Data governance and privacy

The development of overarching data governance mechanisms should be shifted to Waterfront Toronto and its government partners, while Sidewalk Labs should elaborate on how it will make its own proposals for data collection, processing and use more transparent, accountable and amenable to a robust privacy protection regime.

 Intellectual property/economic development

Current value-sharing proposals are insufficient. As well, additional specific commitments should be made about enabling the growth of the local urban innovation industry.

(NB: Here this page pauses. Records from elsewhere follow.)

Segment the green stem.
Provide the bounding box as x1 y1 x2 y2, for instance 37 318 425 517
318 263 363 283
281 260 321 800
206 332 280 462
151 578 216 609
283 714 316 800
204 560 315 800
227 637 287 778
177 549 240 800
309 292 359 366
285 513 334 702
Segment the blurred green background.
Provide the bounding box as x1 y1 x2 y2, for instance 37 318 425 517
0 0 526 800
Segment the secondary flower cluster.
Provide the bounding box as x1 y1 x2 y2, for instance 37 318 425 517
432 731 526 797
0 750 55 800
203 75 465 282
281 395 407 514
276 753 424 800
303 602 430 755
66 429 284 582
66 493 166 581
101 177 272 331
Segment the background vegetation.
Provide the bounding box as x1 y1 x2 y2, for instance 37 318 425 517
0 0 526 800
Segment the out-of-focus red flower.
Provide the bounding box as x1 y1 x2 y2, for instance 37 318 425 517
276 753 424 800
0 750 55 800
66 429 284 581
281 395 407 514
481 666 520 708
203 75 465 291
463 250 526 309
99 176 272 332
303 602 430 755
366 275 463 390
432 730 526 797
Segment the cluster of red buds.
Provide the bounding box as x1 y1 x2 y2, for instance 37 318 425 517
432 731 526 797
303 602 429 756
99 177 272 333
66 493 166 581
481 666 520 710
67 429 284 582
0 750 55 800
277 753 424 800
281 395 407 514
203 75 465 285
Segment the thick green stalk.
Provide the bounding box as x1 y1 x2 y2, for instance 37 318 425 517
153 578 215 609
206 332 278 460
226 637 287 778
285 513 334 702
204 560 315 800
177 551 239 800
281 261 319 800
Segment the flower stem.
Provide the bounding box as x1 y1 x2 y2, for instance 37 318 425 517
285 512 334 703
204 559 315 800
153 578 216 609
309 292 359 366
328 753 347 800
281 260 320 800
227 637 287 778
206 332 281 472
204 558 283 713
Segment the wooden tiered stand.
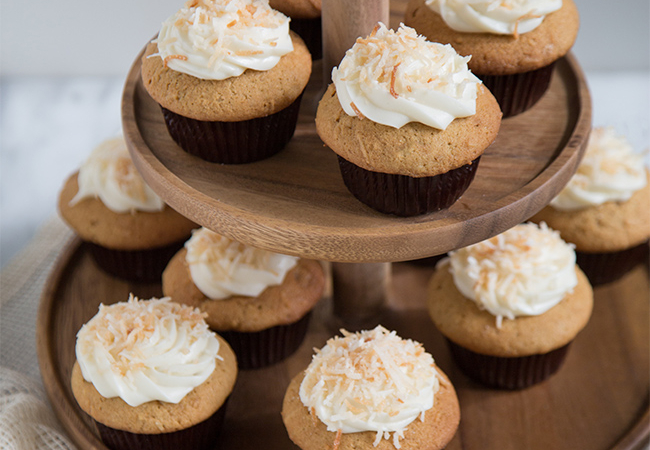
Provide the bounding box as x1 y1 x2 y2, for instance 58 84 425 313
37 0 650 450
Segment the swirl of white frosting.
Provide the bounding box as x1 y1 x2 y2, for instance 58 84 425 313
300 326 440 448
185 228 298 300
425 0 562 36
151 0 293 80
332 23 480 130
449 223 578 327
551 127 648 211
70 137 165 213
75 295 221 406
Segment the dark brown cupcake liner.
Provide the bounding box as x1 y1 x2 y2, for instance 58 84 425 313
408 253 447 267
161 94 302 164
576 241 650 286
86 239 185 283
447 339 571 389
95 399 228 450
338 156 481 217
475 62 555 119
217 312 311 370
290 17 323 61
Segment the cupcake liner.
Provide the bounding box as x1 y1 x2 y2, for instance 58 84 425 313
218 312 311 370
161 94 302 164
95 399 228 450
408 253 447 267
475 62 555 119
447 339 571 389
86 240 185 283
338 156 481 217
290 17 323 61
576 241 650 286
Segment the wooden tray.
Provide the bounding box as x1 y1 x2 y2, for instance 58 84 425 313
37 240 650 450
122 34 591 262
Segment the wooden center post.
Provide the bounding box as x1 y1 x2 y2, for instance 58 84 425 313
322 0 391 329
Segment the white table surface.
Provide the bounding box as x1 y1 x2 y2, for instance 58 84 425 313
0 71 650 266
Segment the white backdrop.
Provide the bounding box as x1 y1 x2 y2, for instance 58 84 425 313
0 0 650 75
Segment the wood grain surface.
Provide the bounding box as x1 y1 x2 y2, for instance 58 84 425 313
37 240 650 450
122 7 591 262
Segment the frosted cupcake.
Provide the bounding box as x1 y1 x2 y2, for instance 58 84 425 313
282 326 460 450
269 0 323 60
404 0 580 117
531 127 650 285
71 296 237 450
142 0 311 164
58 137 196 282
316 24 501 216
428 224 593 389
163 228 325 369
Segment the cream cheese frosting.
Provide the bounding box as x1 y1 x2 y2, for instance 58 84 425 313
332 23 480 130
300 326 440 448
70 137 165 213
151 0 293 80
550 127 648 211
441 222 578 327
75 295 221 406
425 0 562 36
185 228 298 300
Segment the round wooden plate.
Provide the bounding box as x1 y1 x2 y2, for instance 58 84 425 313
122 50 591 262
37 240 650 450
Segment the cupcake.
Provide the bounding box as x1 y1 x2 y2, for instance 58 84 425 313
404 0 580 117
58 137 196 282
531 127 650 285
141 0 311 164
316 24 501 216
428 224 593 389
162 228 325 369
269 0 323 60
71 296 237 450
282 326 460 450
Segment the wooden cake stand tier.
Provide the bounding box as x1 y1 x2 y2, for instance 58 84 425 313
122 29 591 263
37 240 650 450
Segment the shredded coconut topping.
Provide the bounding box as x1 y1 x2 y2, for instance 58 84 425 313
300 326 440 448
332 23 480 129
75 294 221 406
70 137 165 213
185 228 298 299
425 0 562 38
551 127 648 211
443 223 578 327
152 0 293 80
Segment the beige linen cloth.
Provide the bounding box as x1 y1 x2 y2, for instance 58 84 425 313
0 217 75 450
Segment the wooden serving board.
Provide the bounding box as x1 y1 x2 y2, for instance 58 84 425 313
37 240 650 450
122 32 591 263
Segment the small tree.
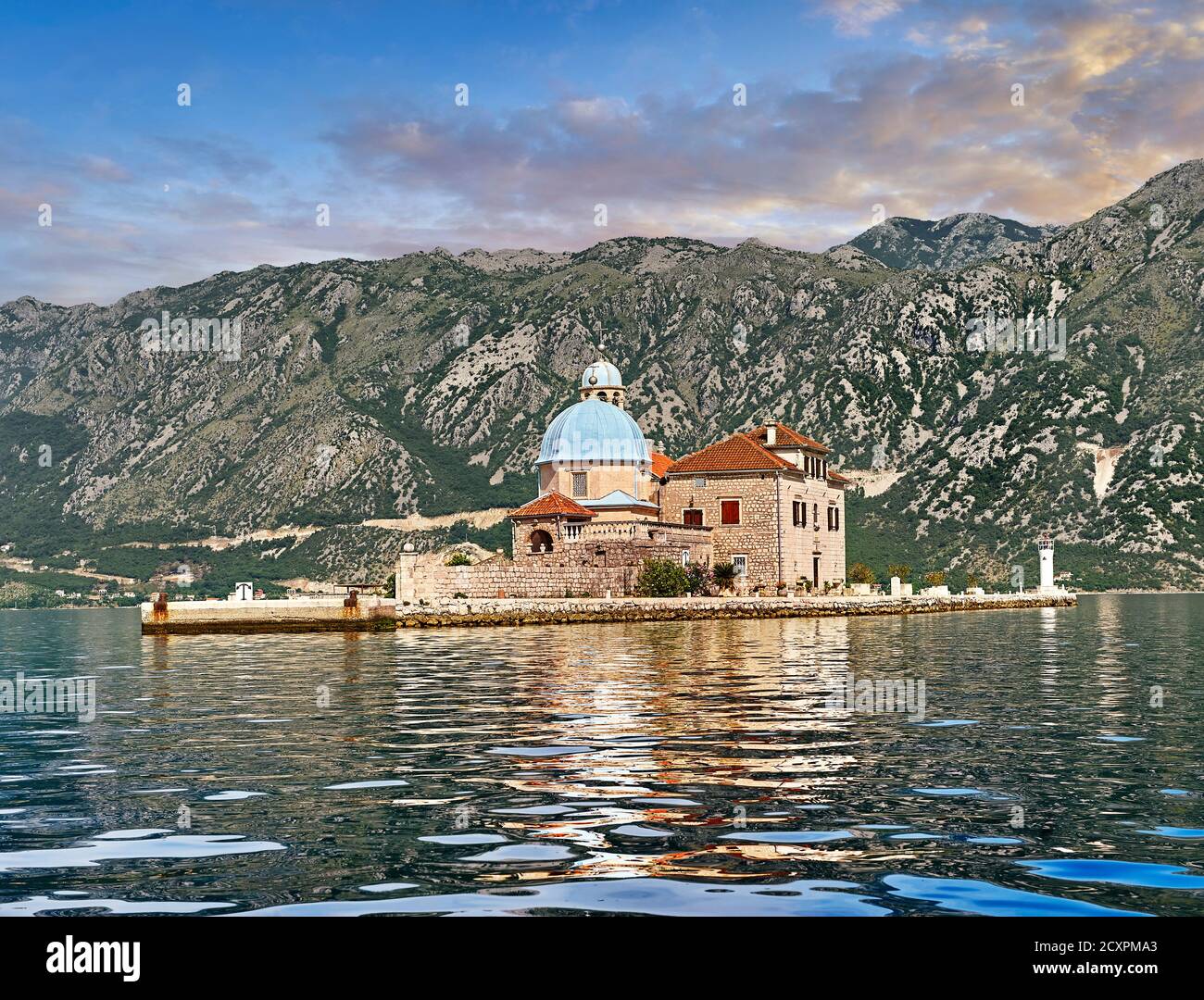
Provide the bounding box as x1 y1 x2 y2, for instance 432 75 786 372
849 562 878 583
635 559 690 597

“This Commentary is neither a formal review nor an evaluation of the draft MIDP and does not represent a consensus position of the DSAP,” members wrote in the report. “However, it should be taken as an indication that there are challenges that the DSAP will look to see addressed in any supplementary material or revisions to the MIDP.”

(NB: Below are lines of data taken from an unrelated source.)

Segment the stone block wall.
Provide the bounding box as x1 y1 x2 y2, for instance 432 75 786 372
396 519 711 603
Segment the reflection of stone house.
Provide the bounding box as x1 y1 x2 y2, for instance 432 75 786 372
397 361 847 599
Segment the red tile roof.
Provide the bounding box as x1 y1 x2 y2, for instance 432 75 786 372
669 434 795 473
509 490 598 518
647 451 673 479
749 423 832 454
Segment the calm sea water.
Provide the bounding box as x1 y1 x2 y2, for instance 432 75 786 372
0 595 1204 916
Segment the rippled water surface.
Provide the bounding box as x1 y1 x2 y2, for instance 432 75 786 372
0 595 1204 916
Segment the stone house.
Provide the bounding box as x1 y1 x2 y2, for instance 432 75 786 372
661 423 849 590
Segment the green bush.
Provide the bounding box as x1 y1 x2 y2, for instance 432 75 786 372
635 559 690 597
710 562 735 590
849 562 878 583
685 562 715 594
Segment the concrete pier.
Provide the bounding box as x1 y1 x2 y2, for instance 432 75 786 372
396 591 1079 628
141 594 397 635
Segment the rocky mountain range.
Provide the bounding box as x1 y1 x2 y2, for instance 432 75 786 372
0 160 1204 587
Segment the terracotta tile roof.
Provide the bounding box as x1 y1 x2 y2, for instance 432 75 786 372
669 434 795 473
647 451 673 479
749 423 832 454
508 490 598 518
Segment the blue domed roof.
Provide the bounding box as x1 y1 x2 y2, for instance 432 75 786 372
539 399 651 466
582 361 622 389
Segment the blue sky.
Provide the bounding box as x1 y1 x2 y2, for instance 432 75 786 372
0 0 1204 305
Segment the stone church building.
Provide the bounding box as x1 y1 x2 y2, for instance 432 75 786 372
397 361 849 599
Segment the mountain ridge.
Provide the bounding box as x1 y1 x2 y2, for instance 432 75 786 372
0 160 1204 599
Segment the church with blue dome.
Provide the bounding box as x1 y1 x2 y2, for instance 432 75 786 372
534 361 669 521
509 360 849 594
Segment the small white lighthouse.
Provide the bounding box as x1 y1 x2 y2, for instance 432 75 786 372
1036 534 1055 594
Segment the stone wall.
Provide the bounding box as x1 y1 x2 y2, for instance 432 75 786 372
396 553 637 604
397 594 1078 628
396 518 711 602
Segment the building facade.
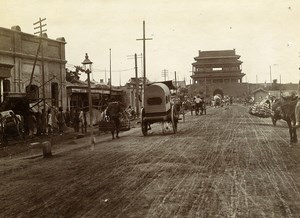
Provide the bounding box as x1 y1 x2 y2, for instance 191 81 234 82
191 49 249 97
0 26 67 107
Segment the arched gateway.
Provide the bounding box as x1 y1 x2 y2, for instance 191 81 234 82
213 89 224 98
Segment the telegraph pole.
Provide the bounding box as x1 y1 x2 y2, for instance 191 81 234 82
174 71 177 95
128 53 143 117
33 18 47 133
161 69 168 81
137 21 152 106
109 48 111 100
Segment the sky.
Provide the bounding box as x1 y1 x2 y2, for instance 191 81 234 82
0 0 300 85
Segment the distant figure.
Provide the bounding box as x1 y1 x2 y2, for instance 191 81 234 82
35 111 43 136
73 108 80 132
106 102 121 139
47 108 53 134
56 107 65 134
79 110 87 133
65 108 71 127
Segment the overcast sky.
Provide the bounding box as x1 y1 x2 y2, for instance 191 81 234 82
0 0 300 85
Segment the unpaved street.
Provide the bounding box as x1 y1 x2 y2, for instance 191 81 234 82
0 105 300 217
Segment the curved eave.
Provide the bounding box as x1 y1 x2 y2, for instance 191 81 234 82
194 55 241 60
191 73 246 79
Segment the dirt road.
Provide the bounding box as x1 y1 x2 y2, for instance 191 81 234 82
0 105 300 217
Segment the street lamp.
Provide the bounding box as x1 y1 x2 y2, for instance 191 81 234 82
82 53 95 145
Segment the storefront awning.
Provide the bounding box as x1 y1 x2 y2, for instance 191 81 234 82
0 63 14 78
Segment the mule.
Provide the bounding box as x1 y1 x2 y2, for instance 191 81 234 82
273 98 298 144
106 102 122 139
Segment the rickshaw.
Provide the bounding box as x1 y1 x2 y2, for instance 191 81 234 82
141 83 179 136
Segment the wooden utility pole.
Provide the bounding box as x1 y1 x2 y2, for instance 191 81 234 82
137 21 152 104
161 69 168 81
270 65 272 83
33 18 47 133
134 54 140 117
109 48 111 100
127 53 143 117
174 71 177 95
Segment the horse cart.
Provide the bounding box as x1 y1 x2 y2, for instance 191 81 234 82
141 83 180 136
0 110 25 145
98 102 130 138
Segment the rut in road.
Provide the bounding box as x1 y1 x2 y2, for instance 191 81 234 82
0 105 300 217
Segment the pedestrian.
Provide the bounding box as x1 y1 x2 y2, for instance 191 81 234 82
47 108 53 135
56 107 65 134
79 109 87 133
27 112 36 137
65 108 71 127
35 111 43 136
73 108 80 132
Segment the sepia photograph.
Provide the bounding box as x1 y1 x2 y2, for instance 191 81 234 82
0 0 300 218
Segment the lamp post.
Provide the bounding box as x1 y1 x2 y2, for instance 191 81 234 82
82 53 95 146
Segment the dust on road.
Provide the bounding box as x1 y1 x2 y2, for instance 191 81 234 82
0 105 300 217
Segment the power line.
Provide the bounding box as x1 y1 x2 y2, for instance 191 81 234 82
67 64 135 72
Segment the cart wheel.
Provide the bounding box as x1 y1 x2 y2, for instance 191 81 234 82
171 106 178 134
141 109 148 136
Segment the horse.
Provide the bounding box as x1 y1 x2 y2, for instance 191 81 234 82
106 102 122 139
271 96 297 126
272 97 298 144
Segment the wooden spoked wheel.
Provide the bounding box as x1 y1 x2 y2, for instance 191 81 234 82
141 109 148 136
171 106 178 134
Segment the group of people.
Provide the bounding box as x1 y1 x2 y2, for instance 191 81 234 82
24 107 87 136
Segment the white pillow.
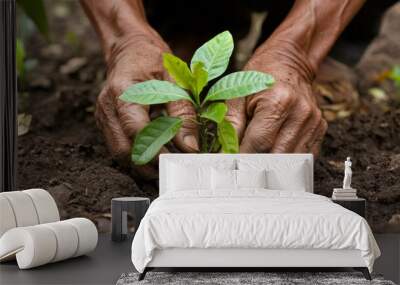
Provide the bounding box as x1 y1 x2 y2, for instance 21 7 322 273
238 159 311 191
167 162 211 192
236 169 267 189
211 168 237 191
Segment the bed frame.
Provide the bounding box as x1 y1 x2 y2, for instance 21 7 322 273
139 154 371 280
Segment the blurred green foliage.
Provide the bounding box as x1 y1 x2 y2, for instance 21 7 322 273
17 0 49 40
389 65 400 102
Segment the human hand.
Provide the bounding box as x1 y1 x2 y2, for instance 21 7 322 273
240 43 327 155
95 33 198 178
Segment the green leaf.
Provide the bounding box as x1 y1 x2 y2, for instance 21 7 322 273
389 65 400 88
163 53 193 90
204 71 275 102
132 117 182 165
190 31 233 80
192 62 208 101
200 102 228 123
15 39 25 80
17 0 49 39
217 119 239 153
119 80 193 105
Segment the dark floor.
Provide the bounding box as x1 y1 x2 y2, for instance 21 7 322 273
0 234 400 285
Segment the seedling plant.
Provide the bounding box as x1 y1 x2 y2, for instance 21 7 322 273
119 31 274 165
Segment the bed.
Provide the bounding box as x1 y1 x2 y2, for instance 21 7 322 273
132 154 380 280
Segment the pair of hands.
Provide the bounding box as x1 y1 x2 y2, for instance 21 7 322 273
96 33 327 178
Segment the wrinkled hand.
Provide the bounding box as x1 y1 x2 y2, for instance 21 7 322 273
240 47 327 155
95 34 198 178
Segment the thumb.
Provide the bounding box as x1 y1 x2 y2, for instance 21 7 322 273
167 100 199 152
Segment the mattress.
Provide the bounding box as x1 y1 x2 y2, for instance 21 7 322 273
132 189 380 272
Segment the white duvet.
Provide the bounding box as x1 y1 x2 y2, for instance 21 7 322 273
132 189 380 272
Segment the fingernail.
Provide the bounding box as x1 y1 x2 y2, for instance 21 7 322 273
183 135 199 151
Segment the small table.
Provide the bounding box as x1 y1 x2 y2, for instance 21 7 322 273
111 197 150 241
332 198 367 218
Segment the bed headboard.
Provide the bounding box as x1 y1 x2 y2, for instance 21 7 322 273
159 153 314 195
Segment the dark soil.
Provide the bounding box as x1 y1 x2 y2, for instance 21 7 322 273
18 1 400 232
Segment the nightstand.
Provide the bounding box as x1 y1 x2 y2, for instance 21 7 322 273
332 198 367 218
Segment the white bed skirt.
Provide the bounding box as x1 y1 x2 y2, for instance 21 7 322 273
147 248 366 267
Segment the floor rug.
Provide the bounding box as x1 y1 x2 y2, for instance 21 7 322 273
117 272 395 285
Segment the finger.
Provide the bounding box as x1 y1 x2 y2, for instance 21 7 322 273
294 109 323 153
96 92 158 179
167 100 199 152
240 92 294 153
271 102 316 153
225 98 246 141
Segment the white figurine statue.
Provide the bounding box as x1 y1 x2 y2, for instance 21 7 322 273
343 157 353 189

Some panelists said the official Sidewalk plan does not appear to put citizens at the centre of the design process for digital innovations and raised concerns with plans to manage data collected from the neighbourhood.

The panel, chaired by University of Ottawa law professor Michael Geist, includes executives, professors, and other experts on technology, privacy, and innovation. The panel’s early report was presented to Waterfront Toronto, the multi-government body that is overseeing the Quayside development. It is meant to highlight areas that need improvement.

They are asking for a reconciliation document “that clearly describes whether and how the comments and questions for Sidewalk Labs have been addressed.” Also, the DSAP wants regular updates from Waterfront Toronto on any developments or responses related to comments and questions best addressed by them and/or their government partners.

“Regardless of whether any additional information has been provided, DSAP is planning a detailed review of the final plan when it is available.

“It is expected that this will result in a number of recommendations to Waterfront Toronto management,” the report concluded. “This review will also be made public.”

A Sidewalk Labs spokeswoman said the company appreciates the feedback and intends to release more details in October regarding the digital innovations it hopes to implement at Quayside.

Sidewalk released its draft Master Innovation Development Plan in June, laying out its vision for the redevelopment on Toronto’s eastern waterfront.

The company is planning a residential-focused 4.8-hectare Quayside site, but also proposed it develop a nearby eight-hectare site as an office development including a Google Canada head office. Sidewalk also proposed design principals that could extend across the 77-hectare area to create a wider innovation district.